# possible to run ut2004 on freebsd?



## aimeec1995 (Jan 13, 2020)

*I* was wondering if it was possible to run UT2004 on FreeBSD. This game had native Linux ports back in the day, so I imagine it is doable but I cannot even find the files for it.


----------



## SirDice (Jan 13, 2020)

games/linux-ut2004-demo; port was removed a couple of years ago.


----------



## aimeec1995 (Jan 13, 2020)

SirDice said:


> games/linux-ut2004-demo; port was removed a couple of years ago.



that is a shame, i guess doom 3 and quake 4 will be gone soon, too. is it possible to obtain the files?

there should be a repo for removed, unmaintained packages, if theyre gone forever just because they were abandoned, well then that is dumb.


----------



## SirDice (Jan 13, 2020)

aimeec1995 said:


> there should be a repo for removed, unmaintained packages,


It's subversion, nothing is completely removed.



aimeec1995 said:


> just because they were abandoned, well then that is dumb.
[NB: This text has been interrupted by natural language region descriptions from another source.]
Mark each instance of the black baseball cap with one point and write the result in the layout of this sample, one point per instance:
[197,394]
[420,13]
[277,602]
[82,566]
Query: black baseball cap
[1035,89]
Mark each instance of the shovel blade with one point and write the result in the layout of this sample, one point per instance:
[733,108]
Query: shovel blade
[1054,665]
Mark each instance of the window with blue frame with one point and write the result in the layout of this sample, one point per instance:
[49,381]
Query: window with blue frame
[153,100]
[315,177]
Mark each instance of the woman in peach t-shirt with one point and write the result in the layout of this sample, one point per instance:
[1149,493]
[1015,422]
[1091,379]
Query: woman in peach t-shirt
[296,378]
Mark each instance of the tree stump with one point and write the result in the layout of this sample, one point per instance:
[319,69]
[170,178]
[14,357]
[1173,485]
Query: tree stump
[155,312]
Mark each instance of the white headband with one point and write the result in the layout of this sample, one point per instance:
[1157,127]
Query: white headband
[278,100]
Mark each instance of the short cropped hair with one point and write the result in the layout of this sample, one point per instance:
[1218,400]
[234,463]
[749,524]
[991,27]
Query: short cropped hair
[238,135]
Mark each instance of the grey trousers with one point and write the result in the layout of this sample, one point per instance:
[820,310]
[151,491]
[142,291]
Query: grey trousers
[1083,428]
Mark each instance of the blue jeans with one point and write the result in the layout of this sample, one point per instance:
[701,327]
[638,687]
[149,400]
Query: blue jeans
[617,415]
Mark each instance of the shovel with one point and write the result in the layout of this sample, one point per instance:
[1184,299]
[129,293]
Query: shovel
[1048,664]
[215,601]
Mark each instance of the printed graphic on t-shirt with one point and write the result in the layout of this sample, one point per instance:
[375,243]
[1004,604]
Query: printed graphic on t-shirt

So, you're volunteering to maintain them?


----------



## aimeec1995 (Jan 13, 2020)

SirDice said:


> It's subversion, nothing is completely removed.
> 
> 
> So, you're volunteering to maintain them?



that is not possible i am not a programmer but i will be storing them personally
but i will look into what is needed to become their maintainer for the sake of keeping them around


----------



## SirDice (Jan 13, 2020)

aimeec1995 said:


> i will look into what is needed to become their maintainer for the sake of keeping them around


FreeBSD Porter's Handbook


----------



## kpedersen (Jan 13, 2020)

I find that in practice, Windows has better backwards compatibility than Linux so another option could be emulators/wine.

https://appdb.winehq.org/objectManager.php?sClass=version&iId=29121


----------